Recently there has been increasing interest in alternate methods to compute quantum tunneling in field theory. Of particular interest is a stochastic approach which involves (i) sampling from the free theory Gaussian approximation to the Wigner distribution in order to obtain stochastic initial conditions for the field and momentum conjugate, then (ii) evolving under the classical field equations of motion, which leads to random bubble formation. Previous work showed parametric agreement between the logarithm of the tunneling rate in this stochastic approach and the usual instanton approximation. However, recent work [1] claimed excellent agreement between these methods. Here we show that this approach does not in fact match precisely; the stochastic method tends to overpredict the instanton tunneling rate. To quantify this, we parameterize the standard deviations in the initial stochastic fluctuations by $\epsilon \sigma$, where $\sigma$ is the actual standard deviation of the Gaussian distribution and $\epsilon$ is a fudge factor; $\epsilon = 1$ is the physical value.
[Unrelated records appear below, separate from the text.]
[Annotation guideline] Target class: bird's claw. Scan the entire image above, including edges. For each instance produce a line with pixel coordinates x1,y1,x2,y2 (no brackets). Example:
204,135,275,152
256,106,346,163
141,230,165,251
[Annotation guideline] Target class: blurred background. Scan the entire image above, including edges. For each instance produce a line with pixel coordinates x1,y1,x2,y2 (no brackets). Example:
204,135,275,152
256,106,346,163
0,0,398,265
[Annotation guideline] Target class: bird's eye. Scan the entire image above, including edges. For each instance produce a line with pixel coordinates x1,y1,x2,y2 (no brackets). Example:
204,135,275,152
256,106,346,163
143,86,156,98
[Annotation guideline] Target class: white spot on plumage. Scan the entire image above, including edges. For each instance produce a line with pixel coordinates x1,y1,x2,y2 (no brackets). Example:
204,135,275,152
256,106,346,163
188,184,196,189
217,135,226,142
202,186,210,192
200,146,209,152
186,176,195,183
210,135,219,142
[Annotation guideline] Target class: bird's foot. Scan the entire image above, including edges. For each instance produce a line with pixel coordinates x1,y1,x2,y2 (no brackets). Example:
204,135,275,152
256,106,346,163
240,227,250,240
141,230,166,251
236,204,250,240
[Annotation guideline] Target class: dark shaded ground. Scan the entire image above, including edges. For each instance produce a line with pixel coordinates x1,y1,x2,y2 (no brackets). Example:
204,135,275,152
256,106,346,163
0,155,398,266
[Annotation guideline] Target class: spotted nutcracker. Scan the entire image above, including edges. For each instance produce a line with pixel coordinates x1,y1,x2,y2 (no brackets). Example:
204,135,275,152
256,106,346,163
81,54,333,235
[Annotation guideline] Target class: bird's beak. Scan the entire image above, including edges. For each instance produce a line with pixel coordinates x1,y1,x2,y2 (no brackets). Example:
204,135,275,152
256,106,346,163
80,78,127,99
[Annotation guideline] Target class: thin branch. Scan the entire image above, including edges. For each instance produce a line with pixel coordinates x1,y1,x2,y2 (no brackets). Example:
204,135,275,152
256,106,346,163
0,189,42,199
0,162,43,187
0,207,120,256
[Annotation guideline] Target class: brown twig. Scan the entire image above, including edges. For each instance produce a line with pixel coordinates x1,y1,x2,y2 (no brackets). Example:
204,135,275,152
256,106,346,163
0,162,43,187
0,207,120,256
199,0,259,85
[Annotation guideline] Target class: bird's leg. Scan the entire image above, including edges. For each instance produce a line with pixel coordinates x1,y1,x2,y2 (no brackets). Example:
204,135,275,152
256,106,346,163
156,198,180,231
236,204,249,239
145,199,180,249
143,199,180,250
We numerically implement the stochastic approach to obtain the bubble formation rate for a range of potentials in 1+1-dimensions, finding that $\epsilon$ always needs to be somewhat smaller than unity to suppress the otherwise much larger stochastic rates towards the instanton rates; for example, in the potential of [1] one needs $\epsilon \approx 1/2$. We find that a mismatch in predictions also occurs when sampling from other Wigner distributions, and in single particle quantum mechanics even when the initial quantum system is prepared in an exact Gaussian state. If the goal is to obtain agreement between the two methods, our results show that the stochastic approach would be useful if a prescription to specify optimal fudge factors for fluctuations can be developed.